Flow-physical model tests for the redesign of the spillway at the Glörtalsperre (Gloer dam)
Project Data
| Duration: | 01.03.2023 to 31.10.2023 |
| Coordinator: | Univ.-Prof. Dr. Jorge Leandro (Details) University of Siegen Research Institute for Water and Environment (fwu) Paul-Bonatz-Str. 9-11 57076 Siegen jorge.leandro@uni-siegen.de |
| Client: | wbu consulting Ingenieur GmbH |
Description
In the hydraulic engineering laboratory, investigations are currently underway on a partial model of the flood relief at the Glörtalperre (Gloer dam) on a scale of 1:16.
The Glörtalsperre (Gloer dam) is located on the border of the Ennepe-Ruhr district and the Märkischer-Kreis district in North Rhine-Westphalia. With a storage volume of approx. 2.1 million m³, it is a smaller dam. The heavyweight arch dam is 168 m long, the greatest height above the valley floor is 32 m.
The operator of the Glörtalsperre (Gloer dam) has the idea to raise the current dam level of the dam by about 70 cm - to its original height - as planned. On the one hand, this has the significant advantage of better flood protection for downstream residents and, on the other hand, it also has a positive effect on hydropower utilization.
The spillway of the Glörtalsperre (Gloer dam) consists of three fixed, arch-shaped weir openings in the wall. The idea is to place an upward-opening box (h = 0.70 m) in front of the openings on the water side, so that the water first flows over the box and then into the existing openings of the HWE (cf. Figure 1)
Figure 1: Principle sketch of the desired HWE modification (Source: wbu Consulting Ingenieur GmbH)
The question is whether the modification of the HWE structure described above - also with regard to the normative specifications of DIN 19700 "Dams" can be operated safely.

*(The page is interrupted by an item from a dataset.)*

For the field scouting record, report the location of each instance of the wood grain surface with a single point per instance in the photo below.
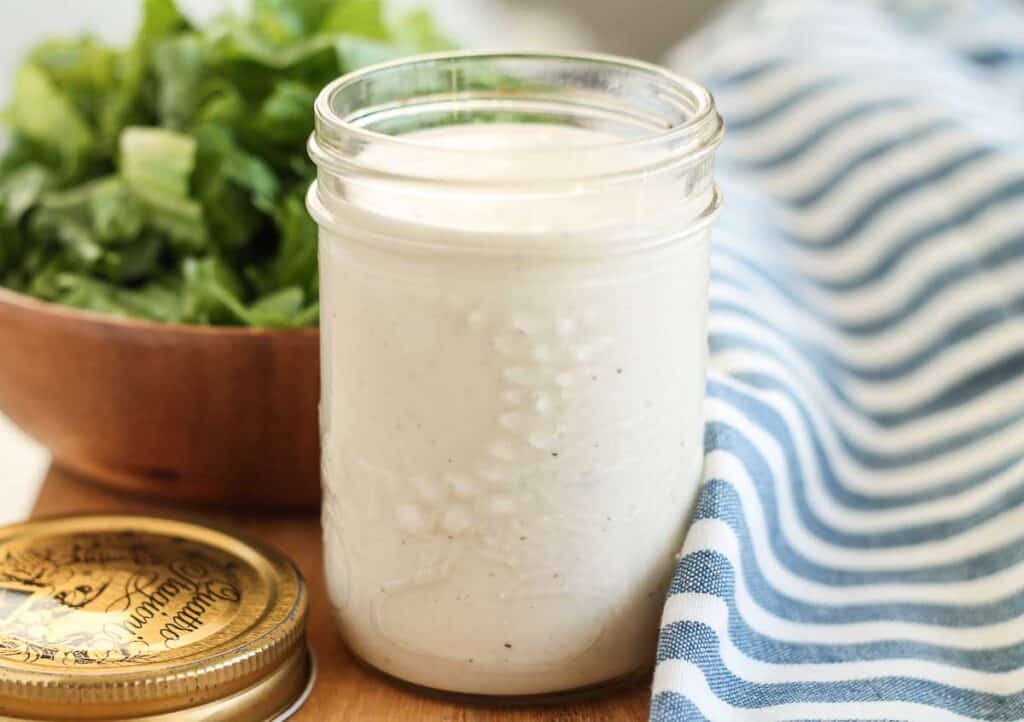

According to the basic principles and boundary conditions of hydraulic engineering testing and the available area, a model with a scale of 1:16 was produced. With the model scale of 1:16, sufficient accuracies are given for the design discharge under consideration of the necessary measuring technique in the reproduction of the natural state in the model and the given questions can be processed with appropriate quality.
According to the scale, e.g. for the design discharge BHQ2, nature = 21.80 m³/s in nature, a model discharge of BHQ2, model = 21.29 liters/s results.
On the water and airsides, the model represents the upper 6 meters of the entire HWE in a geometrically similar manner, i.e., the superstructure with the arched vault and the roadway slab are also represented in the model.
Due to the very complex geometry of the spillway (biaxially curved arch), a large-format FDM 3D printer available at fwu was used for the precise fabrication of the model (see Figures 2 and 3). The structure is approximately 1.04 m long, 46 cm high and 49 cm deep in model scale 1:16. Printing time for all four parts totaled 16 days; material weight 21.3 kg.
Figure 3: The completed model in operation (top: water-side view of the spillway; bottom: air-side weir with the three arched outlets)